Murphy is contesting the results of the March 5 city election, which he lost by six votes to Yusuf Hakeem. At issue is which Hamilton County Election Commission action is definitive: Its certification of the March 5 results or its vote to declare Hakeem the winner after throwing out two write-in votes.
Murphy said the commission's vote to certify the election means a runoff is required.
He and three city residents filed papers Thursday to sue the Hamilton County Election Commission and Elections Administrator Charlotte Mullis-Morgan. Murphy claims he "is entitled to be a candidate" in a runoff election, and city residents Jessie Phillips, Lettie McIntire and Olin Ivey assert they live in District 9 and "desire to vote" for him.

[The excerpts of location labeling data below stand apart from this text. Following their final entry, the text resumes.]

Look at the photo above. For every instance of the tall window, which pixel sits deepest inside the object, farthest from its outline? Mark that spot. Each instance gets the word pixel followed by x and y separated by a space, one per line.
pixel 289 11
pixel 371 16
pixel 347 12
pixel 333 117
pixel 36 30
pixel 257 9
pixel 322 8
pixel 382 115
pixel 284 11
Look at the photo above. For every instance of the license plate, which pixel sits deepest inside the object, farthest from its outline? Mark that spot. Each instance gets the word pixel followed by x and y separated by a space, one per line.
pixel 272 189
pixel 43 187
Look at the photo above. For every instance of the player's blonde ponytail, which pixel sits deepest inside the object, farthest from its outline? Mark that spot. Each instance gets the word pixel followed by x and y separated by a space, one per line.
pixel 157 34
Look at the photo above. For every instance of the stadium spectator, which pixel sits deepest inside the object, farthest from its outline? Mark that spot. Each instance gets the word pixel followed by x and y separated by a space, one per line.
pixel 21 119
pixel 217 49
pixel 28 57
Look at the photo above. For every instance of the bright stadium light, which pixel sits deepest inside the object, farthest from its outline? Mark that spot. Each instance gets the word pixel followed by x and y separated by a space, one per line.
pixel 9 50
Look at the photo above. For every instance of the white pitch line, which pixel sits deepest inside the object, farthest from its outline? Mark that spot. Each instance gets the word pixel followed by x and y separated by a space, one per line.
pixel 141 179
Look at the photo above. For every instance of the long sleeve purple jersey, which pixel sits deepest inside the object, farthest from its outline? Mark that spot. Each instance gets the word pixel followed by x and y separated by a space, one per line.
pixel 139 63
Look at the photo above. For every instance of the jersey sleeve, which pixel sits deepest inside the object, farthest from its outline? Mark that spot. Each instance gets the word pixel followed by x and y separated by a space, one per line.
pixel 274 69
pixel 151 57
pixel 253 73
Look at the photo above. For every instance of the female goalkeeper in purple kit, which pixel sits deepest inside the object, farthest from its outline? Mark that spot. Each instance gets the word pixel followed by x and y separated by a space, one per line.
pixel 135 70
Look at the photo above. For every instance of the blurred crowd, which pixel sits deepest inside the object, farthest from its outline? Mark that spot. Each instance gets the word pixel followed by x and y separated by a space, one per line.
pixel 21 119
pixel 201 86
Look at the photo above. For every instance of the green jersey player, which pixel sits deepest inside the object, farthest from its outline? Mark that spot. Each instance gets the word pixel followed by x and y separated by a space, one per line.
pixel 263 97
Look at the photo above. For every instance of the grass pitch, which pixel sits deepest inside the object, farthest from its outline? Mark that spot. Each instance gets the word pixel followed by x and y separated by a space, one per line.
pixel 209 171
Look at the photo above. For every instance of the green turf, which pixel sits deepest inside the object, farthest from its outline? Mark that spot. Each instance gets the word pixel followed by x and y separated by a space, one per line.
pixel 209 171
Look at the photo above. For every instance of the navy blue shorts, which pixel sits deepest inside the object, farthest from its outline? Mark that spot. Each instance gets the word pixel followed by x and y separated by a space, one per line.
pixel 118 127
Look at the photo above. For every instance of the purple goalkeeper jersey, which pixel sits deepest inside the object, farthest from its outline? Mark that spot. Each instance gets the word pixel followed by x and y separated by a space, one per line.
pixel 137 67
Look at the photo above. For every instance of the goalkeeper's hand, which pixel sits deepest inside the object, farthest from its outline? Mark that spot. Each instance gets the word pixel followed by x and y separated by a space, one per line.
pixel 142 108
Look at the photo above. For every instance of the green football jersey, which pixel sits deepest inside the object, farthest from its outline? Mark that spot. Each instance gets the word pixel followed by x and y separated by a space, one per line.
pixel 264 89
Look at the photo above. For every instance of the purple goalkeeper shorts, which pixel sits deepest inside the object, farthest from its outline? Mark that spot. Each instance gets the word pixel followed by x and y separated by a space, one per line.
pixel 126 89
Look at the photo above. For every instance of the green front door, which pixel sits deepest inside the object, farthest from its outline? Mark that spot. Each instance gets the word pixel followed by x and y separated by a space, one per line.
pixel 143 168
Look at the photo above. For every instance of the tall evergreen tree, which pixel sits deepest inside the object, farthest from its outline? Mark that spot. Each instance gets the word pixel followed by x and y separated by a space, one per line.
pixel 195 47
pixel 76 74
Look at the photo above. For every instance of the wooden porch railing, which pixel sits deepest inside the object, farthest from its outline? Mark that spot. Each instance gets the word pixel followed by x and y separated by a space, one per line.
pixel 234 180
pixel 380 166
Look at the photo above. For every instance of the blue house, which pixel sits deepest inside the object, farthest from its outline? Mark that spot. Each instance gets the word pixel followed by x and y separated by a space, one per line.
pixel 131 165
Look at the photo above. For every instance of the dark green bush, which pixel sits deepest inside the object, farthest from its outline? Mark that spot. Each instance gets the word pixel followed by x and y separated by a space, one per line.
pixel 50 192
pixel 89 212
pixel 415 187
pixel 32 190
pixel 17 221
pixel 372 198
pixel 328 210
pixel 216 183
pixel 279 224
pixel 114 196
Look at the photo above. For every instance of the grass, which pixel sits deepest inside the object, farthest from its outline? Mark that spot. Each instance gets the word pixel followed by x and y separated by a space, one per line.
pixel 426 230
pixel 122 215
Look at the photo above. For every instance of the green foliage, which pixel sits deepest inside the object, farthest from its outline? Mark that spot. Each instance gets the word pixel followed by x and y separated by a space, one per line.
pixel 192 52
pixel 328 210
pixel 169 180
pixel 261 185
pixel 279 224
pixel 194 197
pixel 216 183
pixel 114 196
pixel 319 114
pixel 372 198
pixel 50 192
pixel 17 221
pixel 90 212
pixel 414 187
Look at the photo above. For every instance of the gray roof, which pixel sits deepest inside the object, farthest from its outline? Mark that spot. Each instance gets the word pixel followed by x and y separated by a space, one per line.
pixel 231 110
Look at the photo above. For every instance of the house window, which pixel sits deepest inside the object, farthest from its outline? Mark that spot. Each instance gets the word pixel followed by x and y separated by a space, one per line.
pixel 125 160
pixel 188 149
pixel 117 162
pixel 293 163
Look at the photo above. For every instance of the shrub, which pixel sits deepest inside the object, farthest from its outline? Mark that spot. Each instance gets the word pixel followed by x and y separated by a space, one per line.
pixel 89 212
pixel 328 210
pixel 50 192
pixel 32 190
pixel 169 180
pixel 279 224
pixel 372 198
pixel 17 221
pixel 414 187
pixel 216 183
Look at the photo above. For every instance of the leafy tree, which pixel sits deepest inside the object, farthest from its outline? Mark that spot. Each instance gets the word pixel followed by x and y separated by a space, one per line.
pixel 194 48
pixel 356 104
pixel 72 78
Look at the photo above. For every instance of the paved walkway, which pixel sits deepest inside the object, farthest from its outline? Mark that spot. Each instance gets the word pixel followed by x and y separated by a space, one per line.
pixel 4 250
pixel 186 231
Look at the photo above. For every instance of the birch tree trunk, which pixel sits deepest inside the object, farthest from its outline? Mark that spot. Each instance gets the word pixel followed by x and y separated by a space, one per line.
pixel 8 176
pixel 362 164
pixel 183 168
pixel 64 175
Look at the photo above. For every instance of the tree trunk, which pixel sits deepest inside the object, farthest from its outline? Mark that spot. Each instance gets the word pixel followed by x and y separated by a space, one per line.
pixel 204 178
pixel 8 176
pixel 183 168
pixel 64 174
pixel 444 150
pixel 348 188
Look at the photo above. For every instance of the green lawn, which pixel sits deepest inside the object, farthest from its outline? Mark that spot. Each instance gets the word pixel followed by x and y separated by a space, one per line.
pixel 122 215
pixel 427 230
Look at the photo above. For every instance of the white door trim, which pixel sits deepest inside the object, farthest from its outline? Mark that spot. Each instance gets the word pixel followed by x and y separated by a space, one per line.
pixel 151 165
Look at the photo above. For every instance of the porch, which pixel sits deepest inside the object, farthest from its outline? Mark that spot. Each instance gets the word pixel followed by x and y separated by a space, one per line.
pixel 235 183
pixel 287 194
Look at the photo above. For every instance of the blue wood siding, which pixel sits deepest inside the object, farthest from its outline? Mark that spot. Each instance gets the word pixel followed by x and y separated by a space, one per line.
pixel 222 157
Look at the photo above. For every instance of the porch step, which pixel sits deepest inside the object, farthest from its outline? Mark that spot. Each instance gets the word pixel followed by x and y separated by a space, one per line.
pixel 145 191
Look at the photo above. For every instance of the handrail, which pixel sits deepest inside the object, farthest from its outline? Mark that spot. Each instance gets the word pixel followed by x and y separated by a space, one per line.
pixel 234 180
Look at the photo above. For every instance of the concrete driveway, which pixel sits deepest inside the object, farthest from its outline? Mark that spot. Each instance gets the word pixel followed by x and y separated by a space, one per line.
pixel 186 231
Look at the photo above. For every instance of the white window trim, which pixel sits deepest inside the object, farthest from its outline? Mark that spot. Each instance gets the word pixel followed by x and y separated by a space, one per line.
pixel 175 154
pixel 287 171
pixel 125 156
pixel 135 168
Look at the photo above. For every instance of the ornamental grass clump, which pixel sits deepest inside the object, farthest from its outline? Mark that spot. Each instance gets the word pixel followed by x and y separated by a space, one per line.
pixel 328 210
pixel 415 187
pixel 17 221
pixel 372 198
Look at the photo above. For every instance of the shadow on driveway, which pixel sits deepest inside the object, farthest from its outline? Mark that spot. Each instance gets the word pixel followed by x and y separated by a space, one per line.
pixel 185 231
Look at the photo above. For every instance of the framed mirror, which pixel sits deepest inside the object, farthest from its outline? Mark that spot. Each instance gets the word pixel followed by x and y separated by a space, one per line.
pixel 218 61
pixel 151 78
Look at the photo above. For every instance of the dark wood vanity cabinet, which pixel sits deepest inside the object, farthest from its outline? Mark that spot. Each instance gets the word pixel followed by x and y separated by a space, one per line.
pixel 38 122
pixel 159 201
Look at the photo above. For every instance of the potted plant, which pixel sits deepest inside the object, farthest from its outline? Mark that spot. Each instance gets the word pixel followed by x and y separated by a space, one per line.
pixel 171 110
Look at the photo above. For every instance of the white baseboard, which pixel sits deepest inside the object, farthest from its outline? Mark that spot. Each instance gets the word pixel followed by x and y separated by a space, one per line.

Murphy had no comment after the lawsuit was filed. Hakeem could not be reached for comment, but he has said his campaign is ready for a court challenge or a runoff.
Hamilton County Election Commission Attorney Chris Clem said the commission has no problem with Murphy filing the lawsuit.
"The Election Commission has no specific position," he said.
Conflict emerged immediately after the race, when vote tallies showed neither Murphy nor Hakeem received the required 50 percent plus one of the votes cast. Hakeem took 49.98 percent of the vote, Murphy had 49.68 percent and there were seven write-ins.
After certifying the election's results and thus vote totals, the Election Commission voted to throw out two write-in votes that had check marks in place of candidate names. That put Hakeem over the top, with 50.024 percent of the vote.
Murphy's lawsuit argues the Election Commission certified all write-in votes, including the two that were not counted. Clem said an audit and the Election Commission meeting minutes were clear that the two votes did not count, even though they were posted on a computer printout. The Election Commission states that because of its computer software it cannot take the write-in votes out of the documents.
The commission vote takes precedence over what is reported on the official results, said Hamilton County Election Chairman Mike Walden.
Murphy is asking the court to order that a runoff be held Tuesday, April 9, the same day as the District 4 runoff between Jack Benson and Larry Grohn.
"The [Election Commission] staff has an obligation to hold a runoff," he said.
According to Election Commission staff, the cost of holding a second district runoff would be around $8,000-$10,000.